Houve um tempo, e aqui refiro-me aos primórdios, em que seres humanos tinham deuses para tudo. Estes, entretanto, dada à condição de superioridade e distanciamento proporcionado pelo Olimpo, foram substituídos por heróis. Todavia, os tais heróis, nada mais nada menos que filhos de deuses com humanos, bastardos na verdade, manifestavam as mesmas paixões que qualquer mortal. Então tem lugar o advento de um único Deus. Destarte, despontam homens a dizerem-se representantes deste único Deus, tornando-O um déspota em clima de ditadura divina. A humanidade, portanto, passa a negá-Lo, e isso amparado pelo discurso dito racional e pelo conhecimento científico. Ateus militantes, inclusive, anunciam a morte de Deus, se bem que incapazes de definir a data do acontecimento. A celebração de sua morte mostra-se como espetáculo aêmero.
Mas o vivenciar da ciência não tornou
melhor a humanidade, nem mesmo trouxe a prometida felicidade. Em virtude disso,
seres humanos começaram a fazer da política uma tábua de salvação. A política,
no entanto, é feita por políticos, que - como diria minha falecida mãe - “não são
flores que se cheire”. Pergunta-se: onde a humanidade buscaria algum alento? De
início apelou-se para a ética, mas grave crise de valores lançou por terra tais
esperanças; a crise mesma culminou em criar obstáculos à aplicação das leis. E
a humanidade cada vez mais perdida.
Então o ser humano decidiu tornar-se o
único referencial; uma total relativização. Teve lugar o individualismo
exacerbado, a projeção social, a vaidade desmedida, o interesse particular
acima das demandas sociais. Num ambiente em que todos desejam tornar-se
celebridade, cresce sobremodo a atividade cínica, os discursos empolados. Agrava-se
a falácia sofística que diz buscar a perfeição humana, prega-se a retidão das
ações, o respeito aos semelhantes, exalta-se o amor à família, a piedade com os
menos favorecidos, preconiza-se a meiguice, a bondade com crianças e mulheres, clama-se
por justiça e lealdade... Qual nada, apenas gongorismo retórico!

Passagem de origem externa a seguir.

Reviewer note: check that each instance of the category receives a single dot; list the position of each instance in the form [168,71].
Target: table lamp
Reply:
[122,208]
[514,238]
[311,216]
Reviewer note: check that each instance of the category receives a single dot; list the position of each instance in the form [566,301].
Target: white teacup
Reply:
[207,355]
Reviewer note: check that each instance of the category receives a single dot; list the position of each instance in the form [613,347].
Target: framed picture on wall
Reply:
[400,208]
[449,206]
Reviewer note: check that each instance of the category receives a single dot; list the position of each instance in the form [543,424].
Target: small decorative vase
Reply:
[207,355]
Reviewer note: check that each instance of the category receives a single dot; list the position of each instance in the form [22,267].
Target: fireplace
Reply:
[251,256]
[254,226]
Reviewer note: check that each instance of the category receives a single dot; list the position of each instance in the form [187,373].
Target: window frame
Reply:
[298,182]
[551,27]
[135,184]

Contudo, em se melhor observando todo
este caudal de virtudes postuladas pela retórica pós-moderna, pode-se perceber o
código dos Cavaleiros da Távola Redonda. Perdoai-me, mas permito-me rir a
valer, pois estou certo que dentre os fanfarrões verborrágicos não encontrarei
nenhum similar de Parsifal ou Lancelot. Nem mesmo um Dom Quixote, pois este,
pelo menos, fora um idealista, não um vigarista. Não obstante, muitos poderão
incorporar a designação de “Triste figura”.
O que vos proponho, afinal? Não, não
me ocupo com críticos; a estes respondo que não se trata de paliativo. Preocupo-me
sim, instar omnium, com as consequências de uma sociedade que está a manifestar-se
cada vez mais de modo irresponsável. E vós me perguntais: Mas o que é
necessário? E eu vos respondo: A vontade aliada àqueles valores vistos como
ultrapassados. Ultrapassados? Mas mostram-se atualíssimos e tão presentes nos
discursos arrojados dos que se projetam e auto-intitulam celebridades.

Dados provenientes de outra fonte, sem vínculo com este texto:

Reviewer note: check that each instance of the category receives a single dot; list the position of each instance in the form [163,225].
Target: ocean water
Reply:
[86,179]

Sejamos escudeiros! Escudeiros? Sim, escudeiros;
não um Sancho Pança. Observemos o
conceito. Partilhemos dos valores pregados pelos cavaleiros, mas aliemos os
valores às nossas ações. Não estabeleçamos diferenças entre assertivas e ações.
Coloquemo-nos em posição diferenciada, acima da condição dos que se pretendem
cavaleiros. Deixemos a condição de knight para nos tornarmos um quase
gentleman. A propósito, escudeiro foi um dos primeiros títulos da extinta
nobreza.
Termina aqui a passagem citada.